Curbside-to-go and some Yankees.

Yup, it's a hot date night for us before Matt goes out of town. Matt's playing his guitar at the moment, so I wanted to take a minute to write (see, it's gotta be like day 5 by now, right?) and recap a little story from this morning.

So I'm driving Levi to daycare and I come to a red light. There's 1 car in front of me that is just a bit too close for me to slide next to and take a right. Whatever, I'm not in a huge rush. Well, apparently the car that pulled up behind me was because the kid (eh, he was probably my age, but we'll call him a kid) driving starts honking and waving his arms. When I look in the mirror and try to use "international rear view mirror driver sign language" to tell him that the car in front of me is in the way... he flipped me off. Now listen, I know Levi is still to young to know what that means. And heck, he can't even see far enough over the back seat to even see the driver behind us. But that, that just made me mad. So, what did I do? I gave the man a hearty thumbs down. In cases like these I generally think it's better to just use shame.

Anyway, the car in front of me hears the honking and tries to move out of the way so I inch up a bit. Dude! The kid behind me gets right up on my bumper. Really? It's not going to help me take a right so please chill. He's still back there waving his arms and yelling and, at this point, I'm fairly certain he will probably have a heart attack from all the commotion.

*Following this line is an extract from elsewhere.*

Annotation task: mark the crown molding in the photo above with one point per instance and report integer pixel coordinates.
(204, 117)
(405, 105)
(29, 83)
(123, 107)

Soon enough, the light changes and I took a right. He follow. Closely. We quickly come to another red light where he rests comfortably right up on my bum. Once the light changes, he slams on the gas and squeals around me, staring at me the whole way as if to prove some point about my inefficient driving.

As Karma would have it, the light about 50 yards up was red too. And if you think I didn't get a chuckle as I mumbled to myself, "race ya to the red light," well, then you'd be wrong. When that light turned green he squealed off again, presumably to terrorize some other car.

I couldn't help but wonder, what is so important? Maybe he had a partner in labor somewhere? Maybe he really had to go to the bathroom? My intuition says nah, he was just in a hurry. Why? Because I've been that guy. I don't flip people off or ride up on their bumper (because I'm scared of rear ending someone mostly) but I do often get all worked up and yell and flail like a fool over things of little importance- including someone not turning fast enough. You know, because the 45 seconds I have to wait really do make a difference.

The whole exchange, which may have lasted all of 2.5 minutes, made me think of a John Ortberg quote: "Be the kind of player people want to sit next to." (From, "When the game is over it all goes back in the box") Sometimes, though I'm not proud of it, I'm really not the kind of player I'd want to sit next to. I'm sure that boy behind me has good qualities- though flipping off a car, in the direction of a toddler, over a slow right turn probably isn't one of them.

Moral of the story? Still figuring it out. Slow down? Be nicer? Take the plank out of your own eye? You decide. Oh, and read some John Ortberg while your at it.